ADUSEPS VENCE MAIS UMA ACP E UNIMED RECIFE TERÁ QUE MANTER COBERTURA EM HOSPITAIS A TODOS USUÁRIOS

Liminar, proferida na última terça-feira (21), deu prazo de cinco dias para que a operadora mantenha assistência nos hospitais ora descredenciados nos contratos de um grupo de usuários. Caso descumpra a ordem, pagará multa diária de R$ 5 mil.


Por Anderson Maia – Assessoria de Imprensa Aduseps


A Justiça de Pernambuco acaba de atender a mais um pedido de Associação de Defesa dos Usuários de Seguros, Planos e Sistemas de Saúde (Aduseps), no que diz respeito a descredenciamento de hospitais de referência por parte dos planos de saúde, e deu ordem para que a Unimed Recife – réu em Ação Civil Pública movida pela entidade – restabeleça a rede credenciada, mantendo-se todos os hospitais conveniados a todos os seus usuários. É que a operadora, recentemente, descredenciara algumas unidades hospitalares nos contratos de uma parcela de segurados (os que possuem planos mais “simples”, vale ressaltar), oferecendo-lhes atendimento apenas nos hospitais da rede própria. A liminar, proferida na 5ª Vara Cível do Recife, na última terça-feira (21), deu prazo de cinco dias para seja mantida a cobertura em todas as unidades, sem qualquer restrição, exclusão ou limitação dos direitos dos consumidores com contratos vigentes, sob pena de pagamento de multa diária de R$ 5 mil.

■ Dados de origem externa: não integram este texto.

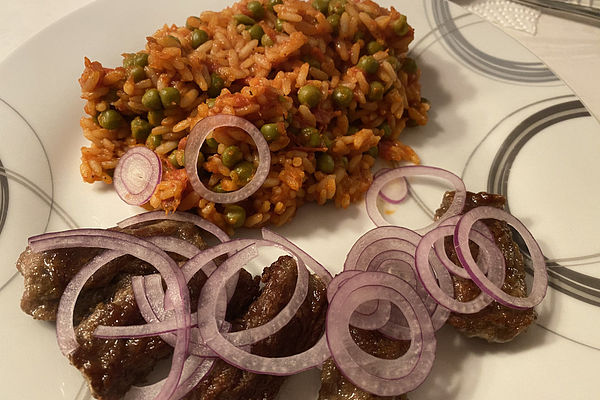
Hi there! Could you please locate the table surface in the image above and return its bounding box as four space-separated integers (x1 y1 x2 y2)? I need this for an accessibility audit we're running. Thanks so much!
0 0 600 119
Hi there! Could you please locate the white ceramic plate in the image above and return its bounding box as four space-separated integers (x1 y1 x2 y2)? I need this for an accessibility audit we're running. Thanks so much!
0 0 600 400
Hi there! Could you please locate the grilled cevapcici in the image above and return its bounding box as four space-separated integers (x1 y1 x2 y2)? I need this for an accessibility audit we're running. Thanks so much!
18 167 547 400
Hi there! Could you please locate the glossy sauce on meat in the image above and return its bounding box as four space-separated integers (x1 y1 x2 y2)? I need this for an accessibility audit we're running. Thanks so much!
436 192 536 342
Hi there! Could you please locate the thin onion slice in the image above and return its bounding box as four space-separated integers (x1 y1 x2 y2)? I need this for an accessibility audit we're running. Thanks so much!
454 206 548 309
365 165 467 234
198 246 329 376
326 272 436 396
185 114 271 204
30 229 190 400
261 228 333 285
113 146 162 206
415 226 505 314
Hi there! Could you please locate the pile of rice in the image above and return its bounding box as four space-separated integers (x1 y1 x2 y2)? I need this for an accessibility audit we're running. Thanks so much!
79 0 429 231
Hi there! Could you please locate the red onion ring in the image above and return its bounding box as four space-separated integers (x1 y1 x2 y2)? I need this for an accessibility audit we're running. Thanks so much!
327 270 391 330
326 272 436 396
365 165 467 234
29 229 190 400
198 246 329 376
454 206 548 309
415 226 505 314
344 226 453 339
261 228 333 285
185 114 271 204
433 215 494 280
113 146 162 206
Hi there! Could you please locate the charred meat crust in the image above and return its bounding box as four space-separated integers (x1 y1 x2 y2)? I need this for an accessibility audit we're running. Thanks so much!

A Ação Civil Pública movida pela Aduseps – a exemplo do que ocorrera, recentemente, com a Sul América, quando também houve ganho de causa aos consumires – foi motivada pelo fato de a Unimed Recife resolver, de forma unilateral, romper a cobertura de atendimento nos hospitais Memorial São José, Esperança (Olinda e Recife), Santa Joana e Português em uma parcela de usuários, mantendo o atendimento nesses estabelecimentos apenas aos segurados dos planos “Prata Extra”, “Diamante” e “Pós Pagamento”.

A liminar em favor dos usuários, assinada pelo juiz Janduhy Finizola, reconheceu haver, no caso em questão, uma situação de desvantagem aos segurados, uma vez que, para poderem ter acesso à cobertura nos hospitais ora descredenciados, teriam que migrar para os planos mais caros, “situação essa que põe em extrema vulnerabilidade os consumidores atingidos pelo descredenciamento / readequação da rede hospitalar até então oferecida pela parte ré, sobretudo porque não se evidencia, no caso concreto, ainda que de forma superficial, qualquer abatimento nas mensalidades cobradas, readequando-as ao espectro econômico financeiro do contrato”.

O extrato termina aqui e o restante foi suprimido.